“Look ye, son of Moses,” cried one of the yeomen, advancing toward the Jew, “why stands this man of thine so silent and still? He moves not, nor does he speak; but his wild eye is glancing hither and thither like a fire-coal. Why does he stand thus mute and speechless?”
A grim smile passed over the bearded features of the Jew.
“Ask a post why it does not speak, or ask a war-horse to troll ye a merry song! You are a keen yeoman and a shrewd, yet did it ne’er strike ye that my servitor might be incapable of speech? A poor Arab boy, gentle sirs and damsels, whose dying father gave him to my care, when perishing on the field of battle, in the wilds of Palestine, some twenty years agone.”
“A son of the paynim Mahound,” muttered the yeoman, with a look of scorn.
“Nay he is of the faith of Christ,” interrupted the Jew. “Behold, he wears the cross of Rome!”
“A sweet youth, and gentle-faced, though somewhat sad in look,” murmured a peasant matron, gazing with a look of pity upon the tawny face of the Arab mute.
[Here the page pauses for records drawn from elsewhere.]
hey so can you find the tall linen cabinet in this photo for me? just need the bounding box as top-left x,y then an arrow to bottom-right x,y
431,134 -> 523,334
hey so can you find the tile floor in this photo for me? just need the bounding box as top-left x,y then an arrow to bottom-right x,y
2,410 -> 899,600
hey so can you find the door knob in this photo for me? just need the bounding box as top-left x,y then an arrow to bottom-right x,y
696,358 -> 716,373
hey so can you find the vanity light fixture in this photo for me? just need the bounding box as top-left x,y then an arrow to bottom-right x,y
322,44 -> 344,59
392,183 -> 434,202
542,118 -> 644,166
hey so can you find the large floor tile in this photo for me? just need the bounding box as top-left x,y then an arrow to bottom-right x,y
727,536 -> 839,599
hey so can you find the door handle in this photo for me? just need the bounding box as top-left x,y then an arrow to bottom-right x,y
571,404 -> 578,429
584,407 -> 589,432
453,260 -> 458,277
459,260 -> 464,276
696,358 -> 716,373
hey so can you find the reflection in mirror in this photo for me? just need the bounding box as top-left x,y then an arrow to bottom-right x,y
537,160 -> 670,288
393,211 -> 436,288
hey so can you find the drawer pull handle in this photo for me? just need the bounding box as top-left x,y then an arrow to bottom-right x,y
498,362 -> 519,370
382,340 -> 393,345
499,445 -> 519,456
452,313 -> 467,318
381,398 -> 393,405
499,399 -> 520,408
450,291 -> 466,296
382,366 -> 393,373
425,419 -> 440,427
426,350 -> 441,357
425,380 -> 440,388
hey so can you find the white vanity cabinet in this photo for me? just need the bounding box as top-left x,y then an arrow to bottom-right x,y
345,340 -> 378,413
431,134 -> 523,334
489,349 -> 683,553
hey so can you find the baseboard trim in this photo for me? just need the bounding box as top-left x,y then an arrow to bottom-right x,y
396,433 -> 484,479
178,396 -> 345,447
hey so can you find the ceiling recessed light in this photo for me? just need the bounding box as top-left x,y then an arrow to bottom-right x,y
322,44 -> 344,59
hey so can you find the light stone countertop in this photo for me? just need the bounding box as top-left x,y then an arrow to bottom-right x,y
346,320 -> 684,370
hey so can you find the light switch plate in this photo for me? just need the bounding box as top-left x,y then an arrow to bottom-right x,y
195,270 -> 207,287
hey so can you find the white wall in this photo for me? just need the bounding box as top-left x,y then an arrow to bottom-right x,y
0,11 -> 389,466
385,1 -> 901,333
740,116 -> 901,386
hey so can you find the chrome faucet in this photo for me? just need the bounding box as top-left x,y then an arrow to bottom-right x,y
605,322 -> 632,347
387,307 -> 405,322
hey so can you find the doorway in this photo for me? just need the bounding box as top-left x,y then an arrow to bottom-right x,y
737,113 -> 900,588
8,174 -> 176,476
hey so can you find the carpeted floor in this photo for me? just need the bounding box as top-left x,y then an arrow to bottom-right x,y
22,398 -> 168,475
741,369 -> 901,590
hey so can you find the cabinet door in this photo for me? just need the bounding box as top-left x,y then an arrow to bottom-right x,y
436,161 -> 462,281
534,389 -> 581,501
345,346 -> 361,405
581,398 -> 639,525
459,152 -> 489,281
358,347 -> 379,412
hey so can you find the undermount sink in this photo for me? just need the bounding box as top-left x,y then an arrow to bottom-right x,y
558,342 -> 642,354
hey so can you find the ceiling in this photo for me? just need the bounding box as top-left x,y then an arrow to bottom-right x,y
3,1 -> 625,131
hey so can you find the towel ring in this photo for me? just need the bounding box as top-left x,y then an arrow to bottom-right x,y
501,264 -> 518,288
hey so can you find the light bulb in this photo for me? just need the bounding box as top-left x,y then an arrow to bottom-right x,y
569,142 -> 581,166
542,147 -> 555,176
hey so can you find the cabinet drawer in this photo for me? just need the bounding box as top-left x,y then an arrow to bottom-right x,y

And while the group of peasant men and women clustered around the Jew and his Arab boy, a cry ran through the castle yard, echoed from lip to lip, and repeated by the crowd thronging the place, until the air seemed alive with the shout: “She comes, she comes! The fair Ladye Annabel is passing to the chapel of St. George! Make way for the betrothed! Make way for the Ladye Annabel! Make way for the Duchess of Florence!”
In a moment the court-yard was occupied by two files of men-at-arms, who extended from the great steps, ascending to the massive door of the castle hall, along the level space, making a lane for the passage of the Ladye Annabel and her train. The crowd came thronging to the backs of the warriors, gathering around the staircase, and blackening on every side, eager to behold the betrothed of his grace the Duke of Florence.
Foremost among the throng at the bottom of the stairway, his pack lashed to his back, and a small casket in his hands, the black-bearded Jew appeared to take great interest in the scene progressing before his eyes.
The Arab mute stood at his back, half concealed from view, and unseen or unnoticed by the survitors and vassals of Albarone.